Thursday, August 18, 2016

Of All the Things That Are Hardest to Change…

I think ‘our minds’ often tops the list. It seems once we’ve made up our mind on something, nothing will move us from our spot. It’s as if we’ve taken a hill and, surrounded by enemies, we’ll staunchly defend it until the last gasp. Even if the hill is in fact made of sand, and we should probably abandon it before we sink into it and end up buried forever.

You can apply this metaphor on many levels, and probably more important levels (like relational or societal) than I’m about to apply it to, but at heart I’m writer – a storyteller – and that’s what this blog is about, after all. So to that end, I have to say that I’ve discovered a blog by an author and critic that’s made me rethink my attitudes towards some influential narratives. And that’s a rare thing in our world today.
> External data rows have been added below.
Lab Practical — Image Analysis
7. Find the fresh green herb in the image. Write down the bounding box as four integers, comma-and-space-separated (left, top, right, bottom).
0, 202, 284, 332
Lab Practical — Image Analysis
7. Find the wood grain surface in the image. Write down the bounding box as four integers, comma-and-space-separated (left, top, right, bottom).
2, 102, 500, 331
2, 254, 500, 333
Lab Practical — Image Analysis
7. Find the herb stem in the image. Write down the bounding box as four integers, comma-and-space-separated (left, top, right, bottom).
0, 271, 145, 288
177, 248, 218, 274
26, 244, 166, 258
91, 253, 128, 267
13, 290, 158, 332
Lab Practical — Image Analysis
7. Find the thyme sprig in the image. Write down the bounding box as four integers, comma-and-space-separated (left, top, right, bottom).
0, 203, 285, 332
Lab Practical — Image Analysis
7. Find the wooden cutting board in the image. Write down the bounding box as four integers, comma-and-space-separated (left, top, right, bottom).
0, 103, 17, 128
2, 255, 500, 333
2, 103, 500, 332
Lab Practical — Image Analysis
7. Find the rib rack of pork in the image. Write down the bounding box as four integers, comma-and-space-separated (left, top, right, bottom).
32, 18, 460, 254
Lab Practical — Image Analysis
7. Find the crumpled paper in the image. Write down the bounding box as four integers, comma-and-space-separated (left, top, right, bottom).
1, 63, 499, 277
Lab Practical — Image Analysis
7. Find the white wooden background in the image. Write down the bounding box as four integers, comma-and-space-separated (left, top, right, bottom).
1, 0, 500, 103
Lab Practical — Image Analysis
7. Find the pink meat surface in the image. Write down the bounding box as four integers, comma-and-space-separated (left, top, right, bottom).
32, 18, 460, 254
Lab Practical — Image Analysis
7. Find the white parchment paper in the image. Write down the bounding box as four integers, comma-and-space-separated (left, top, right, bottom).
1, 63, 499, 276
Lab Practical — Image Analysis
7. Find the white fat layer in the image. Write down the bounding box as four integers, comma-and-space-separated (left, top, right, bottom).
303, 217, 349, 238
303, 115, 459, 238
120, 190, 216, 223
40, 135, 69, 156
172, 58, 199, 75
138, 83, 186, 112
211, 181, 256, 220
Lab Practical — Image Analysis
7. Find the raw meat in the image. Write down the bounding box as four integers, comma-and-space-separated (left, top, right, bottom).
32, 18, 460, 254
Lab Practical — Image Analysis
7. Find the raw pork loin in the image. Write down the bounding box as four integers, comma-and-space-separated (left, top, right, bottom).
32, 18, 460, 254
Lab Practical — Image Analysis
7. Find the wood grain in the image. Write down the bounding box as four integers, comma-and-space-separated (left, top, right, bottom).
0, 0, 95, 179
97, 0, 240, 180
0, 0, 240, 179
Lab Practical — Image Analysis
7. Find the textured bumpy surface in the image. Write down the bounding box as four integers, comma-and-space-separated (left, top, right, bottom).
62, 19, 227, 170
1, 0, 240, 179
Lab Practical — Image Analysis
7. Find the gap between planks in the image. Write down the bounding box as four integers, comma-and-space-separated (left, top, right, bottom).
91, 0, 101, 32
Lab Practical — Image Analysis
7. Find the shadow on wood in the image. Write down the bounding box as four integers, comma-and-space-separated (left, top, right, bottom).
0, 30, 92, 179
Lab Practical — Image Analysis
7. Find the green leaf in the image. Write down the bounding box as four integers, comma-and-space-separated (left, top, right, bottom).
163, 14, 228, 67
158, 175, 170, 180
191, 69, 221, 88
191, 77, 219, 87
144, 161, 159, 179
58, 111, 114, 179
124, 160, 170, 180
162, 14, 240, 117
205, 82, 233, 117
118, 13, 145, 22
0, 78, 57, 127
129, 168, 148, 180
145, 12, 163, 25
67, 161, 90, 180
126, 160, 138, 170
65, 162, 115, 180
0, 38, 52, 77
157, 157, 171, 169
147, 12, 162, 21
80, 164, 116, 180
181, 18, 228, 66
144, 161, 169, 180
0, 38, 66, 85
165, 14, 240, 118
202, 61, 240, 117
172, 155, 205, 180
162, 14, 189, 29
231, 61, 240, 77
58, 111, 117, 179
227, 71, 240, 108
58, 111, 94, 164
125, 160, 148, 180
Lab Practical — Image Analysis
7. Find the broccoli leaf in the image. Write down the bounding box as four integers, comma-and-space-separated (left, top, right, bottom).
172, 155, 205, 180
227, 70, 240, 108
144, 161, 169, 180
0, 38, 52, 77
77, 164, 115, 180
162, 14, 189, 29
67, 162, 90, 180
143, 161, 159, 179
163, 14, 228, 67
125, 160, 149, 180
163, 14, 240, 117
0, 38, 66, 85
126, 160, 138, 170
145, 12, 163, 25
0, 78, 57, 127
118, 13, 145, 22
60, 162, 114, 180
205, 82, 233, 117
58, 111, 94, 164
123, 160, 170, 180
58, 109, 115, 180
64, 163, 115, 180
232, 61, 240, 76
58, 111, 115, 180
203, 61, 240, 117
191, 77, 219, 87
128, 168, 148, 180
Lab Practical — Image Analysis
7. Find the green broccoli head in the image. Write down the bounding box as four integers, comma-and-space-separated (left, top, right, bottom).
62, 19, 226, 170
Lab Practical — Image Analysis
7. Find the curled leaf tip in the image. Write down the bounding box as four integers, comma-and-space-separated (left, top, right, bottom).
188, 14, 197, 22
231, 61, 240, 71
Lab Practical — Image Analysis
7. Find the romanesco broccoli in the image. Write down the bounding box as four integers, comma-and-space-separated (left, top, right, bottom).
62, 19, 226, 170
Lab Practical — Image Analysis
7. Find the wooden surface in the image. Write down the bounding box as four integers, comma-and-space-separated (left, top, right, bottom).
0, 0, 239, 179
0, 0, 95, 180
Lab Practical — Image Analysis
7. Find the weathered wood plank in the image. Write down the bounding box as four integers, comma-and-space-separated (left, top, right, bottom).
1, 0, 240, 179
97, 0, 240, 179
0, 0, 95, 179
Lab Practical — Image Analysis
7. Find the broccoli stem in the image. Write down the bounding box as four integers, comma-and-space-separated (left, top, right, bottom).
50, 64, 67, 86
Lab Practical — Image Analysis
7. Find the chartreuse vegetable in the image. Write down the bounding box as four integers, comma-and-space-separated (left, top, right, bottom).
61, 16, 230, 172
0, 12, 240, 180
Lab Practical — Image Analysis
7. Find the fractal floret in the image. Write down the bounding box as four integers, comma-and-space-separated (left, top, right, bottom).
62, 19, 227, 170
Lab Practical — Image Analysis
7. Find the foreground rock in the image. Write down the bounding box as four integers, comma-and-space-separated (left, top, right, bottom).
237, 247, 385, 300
His name is John Kenneth Muir, his blog is found at

Before you see any film (and after you see it as well), you should visit his site to find out if he’s written his thoughts on it. They are insightful and thought-provoking. Granted, most of his posts deal with cult works, or lesser-known, lightly regarded works, but I believe these offerings have just as much validity, or even more validity, than the mainstream ones. It’s the peripheral visions, the ones that slip under the radar, that often reveal the true image of ourselves and our world. They don’t pander to the commercial beast, aren’t homogenized for the masses, or the result of corporate boardroom focus-groups. They are created out of our most innate human traits - the inner need for expression, to find truth, to connect, to ask ‘why’.  They are created out of…love. And most of them deserve another look. A deeper look.

Case in point: I had written off James Cameron’s epic “Titanic”. Why, though? It was hard to verbalize. But Muir skewered my attitude with a few simple sentences:

Titanic certainly took the world by storm in December of 1997, but as always when a film proves this big and popular some people find it fashionable to participate in a "backlash" against it…  (They) believe they can distinguish themselves by mocking/protesting/boycotting a popular film.   Again, this approach is different from disliking a film on artistic grounds. This is merely contrariness for the sake of it.”

Yeah, that was me. But now I’m willing to approach it again, especially after he wraps his commentary with: “This is one of those big, entertaining Hollywood blockbusters where you can either play curmudgeon and stubbornly attempt to resist the tide, or let yourself be swept along into a compelling story, beautifully rendered.  I recommend the latter approach.”

In the decade-spanning arena of the James Bond films (of which I am a fan), I had similarly dismissed From Russia With Love as one of the weakest films. In direct contradiction, Muir pronounced “Many film scholars and long-time James Bond fans will tell you that Goldfinger…is the greatest of all the twenty-three 007 films, but I respectfully disagree with that assessment. The very best of them all is actually Goldfinger’s immediate predecessor, From Russia with Love.”

I had to know why his opinion differed so greatly from my own. After reading his review, I still have some issues with the film, but I’ve moved my hill a lot closer to his camp. A lot closer.

Change can happen.

And nowhere is change happening more than with George Miller’s latest entry in the Mad Max narrative – Fury Road.

When I saw Fury Road, I didn’t like it. I kind of took it personally. For many years, The Road Warrior was my favorite film. It even edged out the Star Wars movies, and as a kid growing up in the 70’s, that’s saying a lot. So you can’t imagine how much I was looking forward to a new Max film – and how disappointed I was with it.

It wasn’t with the production values. Fury Road was visually spectacular. The acting was great. The… (oh, just see my previous blog entry). What I didn’t like was how they altered the main character and his role in the world – or more precisely how his role was seemingly supplanted by more dynamic characters. Again, I am a storyteller. To me, the story and characters take center stage over all the glitz and special effects. That’s exactly why I can watch older, “cheesier” stuff that my family scratches their heads at – I can look beyond low-budget effects, and find the strong, loving heart beneath.

So I was understandably unhappy with Miller’s latest release. But Muir dug deep into the film’s psychological underpinnings, and made me realize some aspects that I hadn’t considered. The primary one being that running away from a problem doesn’t fix it. Our problems only follow us. We bring them to a new location. Sometimes we need to turn around and face things we’d rather just escape from. Real change.

From a storytelling point of view, the movie’s still not perfect. In a messed-up, post-apocalyptic world, you can’t fix things so easily in the end. I felt they were reaching for a “feel good” resolution, which maybe can happen after a couple more movies with the new cast, but not so soon. But overall, my feelings have softened towards this film. Which is what I want – I want to love it. So thanks, John. Keep challenging us to look deeper. I’ll be visiting your site regularly.